How can I merge the two functions into only one so that I set the $x=42$, I can directly get the $y=15.5$?
On
COMMENT.- It is not possible because you have TWO DISTINCT functions. However if you remember the theory of conics it is a fact that there are cases in which the conic is degenerate to two right lines.

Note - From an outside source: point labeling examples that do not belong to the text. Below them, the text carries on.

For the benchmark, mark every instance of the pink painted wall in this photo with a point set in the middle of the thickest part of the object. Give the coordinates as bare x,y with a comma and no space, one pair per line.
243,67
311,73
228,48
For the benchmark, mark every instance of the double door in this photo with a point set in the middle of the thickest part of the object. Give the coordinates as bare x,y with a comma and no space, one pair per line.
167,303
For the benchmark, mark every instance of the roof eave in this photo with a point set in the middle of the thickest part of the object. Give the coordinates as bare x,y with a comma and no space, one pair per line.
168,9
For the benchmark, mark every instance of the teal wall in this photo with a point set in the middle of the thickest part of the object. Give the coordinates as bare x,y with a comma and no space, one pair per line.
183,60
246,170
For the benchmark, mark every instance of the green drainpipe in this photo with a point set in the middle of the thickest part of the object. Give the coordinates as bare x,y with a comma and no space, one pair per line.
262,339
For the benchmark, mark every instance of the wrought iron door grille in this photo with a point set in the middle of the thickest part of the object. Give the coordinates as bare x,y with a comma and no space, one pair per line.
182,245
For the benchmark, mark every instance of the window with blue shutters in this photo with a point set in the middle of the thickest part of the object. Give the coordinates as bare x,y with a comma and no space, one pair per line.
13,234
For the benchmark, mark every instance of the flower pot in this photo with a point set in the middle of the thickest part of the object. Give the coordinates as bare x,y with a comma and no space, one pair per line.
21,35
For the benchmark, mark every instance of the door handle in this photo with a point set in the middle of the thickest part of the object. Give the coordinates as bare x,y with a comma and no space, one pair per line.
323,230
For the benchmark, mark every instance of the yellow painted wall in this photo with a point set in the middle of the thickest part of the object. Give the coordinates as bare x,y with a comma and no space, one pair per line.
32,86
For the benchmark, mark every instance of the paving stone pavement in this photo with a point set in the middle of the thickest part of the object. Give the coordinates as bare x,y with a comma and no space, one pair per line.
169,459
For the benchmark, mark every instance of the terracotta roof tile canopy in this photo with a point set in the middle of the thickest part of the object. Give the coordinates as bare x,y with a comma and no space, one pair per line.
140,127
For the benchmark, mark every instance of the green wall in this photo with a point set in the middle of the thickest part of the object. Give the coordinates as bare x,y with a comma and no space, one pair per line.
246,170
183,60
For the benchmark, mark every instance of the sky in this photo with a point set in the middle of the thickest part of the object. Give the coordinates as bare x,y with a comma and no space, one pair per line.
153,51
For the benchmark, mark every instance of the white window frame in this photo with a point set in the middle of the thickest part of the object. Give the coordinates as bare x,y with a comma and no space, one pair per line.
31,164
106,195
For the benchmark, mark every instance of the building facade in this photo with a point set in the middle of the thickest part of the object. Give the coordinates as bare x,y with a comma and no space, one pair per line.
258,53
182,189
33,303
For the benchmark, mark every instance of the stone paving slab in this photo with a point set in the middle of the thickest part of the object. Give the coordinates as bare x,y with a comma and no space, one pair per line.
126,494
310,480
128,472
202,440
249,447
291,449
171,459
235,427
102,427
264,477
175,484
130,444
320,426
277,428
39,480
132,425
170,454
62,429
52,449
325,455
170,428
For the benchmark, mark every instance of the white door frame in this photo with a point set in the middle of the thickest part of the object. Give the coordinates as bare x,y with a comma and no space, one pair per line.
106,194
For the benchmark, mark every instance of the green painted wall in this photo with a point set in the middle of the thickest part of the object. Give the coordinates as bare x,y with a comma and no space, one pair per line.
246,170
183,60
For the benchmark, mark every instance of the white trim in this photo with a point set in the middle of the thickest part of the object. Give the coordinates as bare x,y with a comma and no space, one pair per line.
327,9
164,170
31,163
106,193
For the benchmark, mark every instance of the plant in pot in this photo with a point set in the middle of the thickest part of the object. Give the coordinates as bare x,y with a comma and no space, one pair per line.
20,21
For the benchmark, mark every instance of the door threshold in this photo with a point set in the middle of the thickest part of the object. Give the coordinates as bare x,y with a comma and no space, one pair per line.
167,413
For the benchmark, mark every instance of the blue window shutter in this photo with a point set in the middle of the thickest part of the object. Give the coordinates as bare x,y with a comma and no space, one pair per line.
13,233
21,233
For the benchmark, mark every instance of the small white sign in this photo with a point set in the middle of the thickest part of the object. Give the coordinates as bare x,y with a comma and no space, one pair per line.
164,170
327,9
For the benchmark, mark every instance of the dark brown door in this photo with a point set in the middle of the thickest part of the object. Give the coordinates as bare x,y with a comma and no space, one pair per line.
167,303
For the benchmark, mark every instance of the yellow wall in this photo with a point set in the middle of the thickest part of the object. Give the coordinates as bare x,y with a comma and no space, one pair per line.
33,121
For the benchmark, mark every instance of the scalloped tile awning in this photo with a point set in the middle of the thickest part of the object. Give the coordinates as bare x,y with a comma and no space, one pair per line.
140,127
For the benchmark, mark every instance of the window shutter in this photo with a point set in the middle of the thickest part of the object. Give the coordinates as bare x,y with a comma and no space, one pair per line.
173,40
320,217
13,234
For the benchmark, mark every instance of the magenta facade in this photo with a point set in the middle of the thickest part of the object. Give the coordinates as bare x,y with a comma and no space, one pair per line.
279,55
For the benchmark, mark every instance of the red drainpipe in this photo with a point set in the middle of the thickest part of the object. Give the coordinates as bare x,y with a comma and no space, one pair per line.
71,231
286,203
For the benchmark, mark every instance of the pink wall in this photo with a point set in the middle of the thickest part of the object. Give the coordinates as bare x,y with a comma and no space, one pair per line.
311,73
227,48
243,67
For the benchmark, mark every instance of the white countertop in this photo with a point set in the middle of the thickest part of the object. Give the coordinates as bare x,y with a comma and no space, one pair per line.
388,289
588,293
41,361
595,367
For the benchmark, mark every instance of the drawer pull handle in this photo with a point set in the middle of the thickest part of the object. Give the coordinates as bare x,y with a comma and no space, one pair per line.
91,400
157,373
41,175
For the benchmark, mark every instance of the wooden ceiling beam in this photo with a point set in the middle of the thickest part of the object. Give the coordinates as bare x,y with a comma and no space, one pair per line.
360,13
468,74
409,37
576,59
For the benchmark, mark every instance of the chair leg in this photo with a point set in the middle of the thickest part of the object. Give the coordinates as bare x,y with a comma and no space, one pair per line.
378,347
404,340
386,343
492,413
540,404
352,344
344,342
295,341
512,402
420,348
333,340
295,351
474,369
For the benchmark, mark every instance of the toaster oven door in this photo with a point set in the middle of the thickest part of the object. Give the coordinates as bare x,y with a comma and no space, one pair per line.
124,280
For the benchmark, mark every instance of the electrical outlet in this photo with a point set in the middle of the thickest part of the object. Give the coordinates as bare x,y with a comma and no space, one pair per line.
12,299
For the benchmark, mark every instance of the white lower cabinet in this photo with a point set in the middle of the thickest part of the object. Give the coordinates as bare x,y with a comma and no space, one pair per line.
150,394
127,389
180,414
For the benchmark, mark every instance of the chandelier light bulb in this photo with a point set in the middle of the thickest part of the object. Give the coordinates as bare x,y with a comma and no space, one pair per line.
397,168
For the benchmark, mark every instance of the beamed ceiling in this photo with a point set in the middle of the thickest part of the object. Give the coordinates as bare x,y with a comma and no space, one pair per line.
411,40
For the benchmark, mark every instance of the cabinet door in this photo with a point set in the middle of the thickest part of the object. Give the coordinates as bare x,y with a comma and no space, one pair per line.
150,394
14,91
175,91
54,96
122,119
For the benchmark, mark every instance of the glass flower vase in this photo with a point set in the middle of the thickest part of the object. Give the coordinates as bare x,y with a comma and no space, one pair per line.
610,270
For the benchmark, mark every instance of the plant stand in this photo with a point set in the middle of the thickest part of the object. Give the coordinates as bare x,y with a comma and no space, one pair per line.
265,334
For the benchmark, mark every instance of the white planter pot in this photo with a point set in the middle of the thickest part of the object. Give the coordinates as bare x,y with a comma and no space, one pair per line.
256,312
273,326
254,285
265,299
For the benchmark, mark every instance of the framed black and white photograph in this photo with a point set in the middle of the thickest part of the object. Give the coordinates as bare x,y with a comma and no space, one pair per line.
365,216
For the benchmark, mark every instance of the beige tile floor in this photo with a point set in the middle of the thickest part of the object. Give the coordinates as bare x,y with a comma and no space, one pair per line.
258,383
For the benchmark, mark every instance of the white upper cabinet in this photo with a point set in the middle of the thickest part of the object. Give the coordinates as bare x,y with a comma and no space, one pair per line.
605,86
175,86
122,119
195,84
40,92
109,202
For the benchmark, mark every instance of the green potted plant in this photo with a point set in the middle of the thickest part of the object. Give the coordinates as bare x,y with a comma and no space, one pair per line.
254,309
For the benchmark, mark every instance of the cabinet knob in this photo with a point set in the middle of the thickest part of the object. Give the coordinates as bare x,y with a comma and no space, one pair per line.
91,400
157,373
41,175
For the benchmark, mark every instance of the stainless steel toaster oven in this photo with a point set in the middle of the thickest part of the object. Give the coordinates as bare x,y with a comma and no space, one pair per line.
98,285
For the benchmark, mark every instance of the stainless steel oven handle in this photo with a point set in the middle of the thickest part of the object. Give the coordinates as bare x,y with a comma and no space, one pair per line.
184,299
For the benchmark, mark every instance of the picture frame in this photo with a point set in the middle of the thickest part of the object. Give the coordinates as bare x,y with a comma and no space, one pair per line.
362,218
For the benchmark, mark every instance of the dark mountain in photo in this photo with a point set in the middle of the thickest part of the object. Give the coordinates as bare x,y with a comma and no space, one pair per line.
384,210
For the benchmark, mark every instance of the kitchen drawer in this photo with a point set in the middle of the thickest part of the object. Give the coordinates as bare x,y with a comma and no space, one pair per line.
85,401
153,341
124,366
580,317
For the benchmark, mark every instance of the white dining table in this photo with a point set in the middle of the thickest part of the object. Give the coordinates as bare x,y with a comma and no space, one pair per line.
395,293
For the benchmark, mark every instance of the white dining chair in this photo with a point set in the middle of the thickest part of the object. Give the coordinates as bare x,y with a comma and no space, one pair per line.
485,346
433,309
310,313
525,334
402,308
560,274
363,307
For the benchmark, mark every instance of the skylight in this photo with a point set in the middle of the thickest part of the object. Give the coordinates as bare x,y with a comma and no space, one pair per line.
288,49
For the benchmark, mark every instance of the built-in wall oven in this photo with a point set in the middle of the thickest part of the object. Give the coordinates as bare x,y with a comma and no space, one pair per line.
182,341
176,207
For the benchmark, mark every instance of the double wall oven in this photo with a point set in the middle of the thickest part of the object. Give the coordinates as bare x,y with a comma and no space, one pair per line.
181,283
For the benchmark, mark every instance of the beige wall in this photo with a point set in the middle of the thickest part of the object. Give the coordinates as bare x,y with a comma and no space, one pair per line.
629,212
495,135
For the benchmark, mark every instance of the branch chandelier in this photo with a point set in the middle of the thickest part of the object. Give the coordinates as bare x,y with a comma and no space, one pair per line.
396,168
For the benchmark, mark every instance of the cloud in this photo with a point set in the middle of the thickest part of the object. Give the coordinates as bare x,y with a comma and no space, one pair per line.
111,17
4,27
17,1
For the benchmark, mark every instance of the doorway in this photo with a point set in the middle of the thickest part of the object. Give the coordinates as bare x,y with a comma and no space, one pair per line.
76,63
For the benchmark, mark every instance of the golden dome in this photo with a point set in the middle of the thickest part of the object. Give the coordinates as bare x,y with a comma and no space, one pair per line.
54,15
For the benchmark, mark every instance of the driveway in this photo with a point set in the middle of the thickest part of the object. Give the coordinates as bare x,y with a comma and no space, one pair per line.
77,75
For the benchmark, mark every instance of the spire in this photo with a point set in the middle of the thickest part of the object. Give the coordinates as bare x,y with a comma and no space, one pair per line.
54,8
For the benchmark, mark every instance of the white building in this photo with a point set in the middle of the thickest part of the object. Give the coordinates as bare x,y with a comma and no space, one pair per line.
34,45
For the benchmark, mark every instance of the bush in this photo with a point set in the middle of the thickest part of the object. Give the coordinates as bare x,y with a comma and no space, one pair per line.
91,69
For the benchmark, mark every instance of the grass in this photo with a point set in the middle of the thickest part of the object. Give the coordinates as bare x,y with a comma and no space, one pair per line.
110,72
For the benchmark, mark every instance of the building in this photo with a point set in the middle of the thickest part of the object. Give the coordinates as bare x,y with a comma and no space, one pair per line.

Because of you have two distinct lines $$ 32-x=4y\\24-x=2y$$ if you make the product $$(32-x-4y)(24-x-2y)=0$$ you get a degenerate conic whose graph is exactly the graph of the two lines above.
On
If I am right, your hope is to obtain a linear function $$y=ax+b$$
from two other linear functions
$$y=a'x+b'$$ and$$y=a''x+b''$$ in such a way that the image of the sum of two $x$'s is the sum of the corresponding $y$'s:
$$a(x_1+x_2)+b=a'x_1+b'+a''x_2+b''.$$
For this to occur, you need to identify the coefficients and ensure
$$\begin{cases}a=a'\\a=a'',\\b=b'+b''.\end{cases}$$
Then if $a'\ne a''$, this is impossible.
The best that you can do is to realize the equality for two particular pairs of $x$ values, say $x_1,x_2$ and $x_3,x_4$. After solving a $2\times2$ system for $a$ and $b$, there will be an infinity of pairs $x_5,x_6$ such that
$$a(x_5+x_6)+b=a'x_5+a''x_6+b'+b'',$$ for instance by setting
$$x_6=-\frac{(a'-a)x_5+b'+b''-b}{a''-a}.$$
You have the two functions $$y_1 = (32-x_1)/4 \\ y_2 = (48-x_2)/2$$
Adding them together gives
$$y_1+y_2 = (32-x_1)/4 + (48-x_2)/2$$
which can be simplified to
$$y_1+y_2 = (128-(x_1+2x_2))/4$$
or
$$Y = (128-X)/4$$
where $Y=y_1+y_2$ and $X=x_1+2x_2$.
This is not a function of $x_1+x_2$, which you wanted, but it is a function of $x_1+2x_2$ instead. So for your example, instead of an input of $18+24=42$ you will have to use an input of $18+2*24=66$ to get your answer of $15.5$.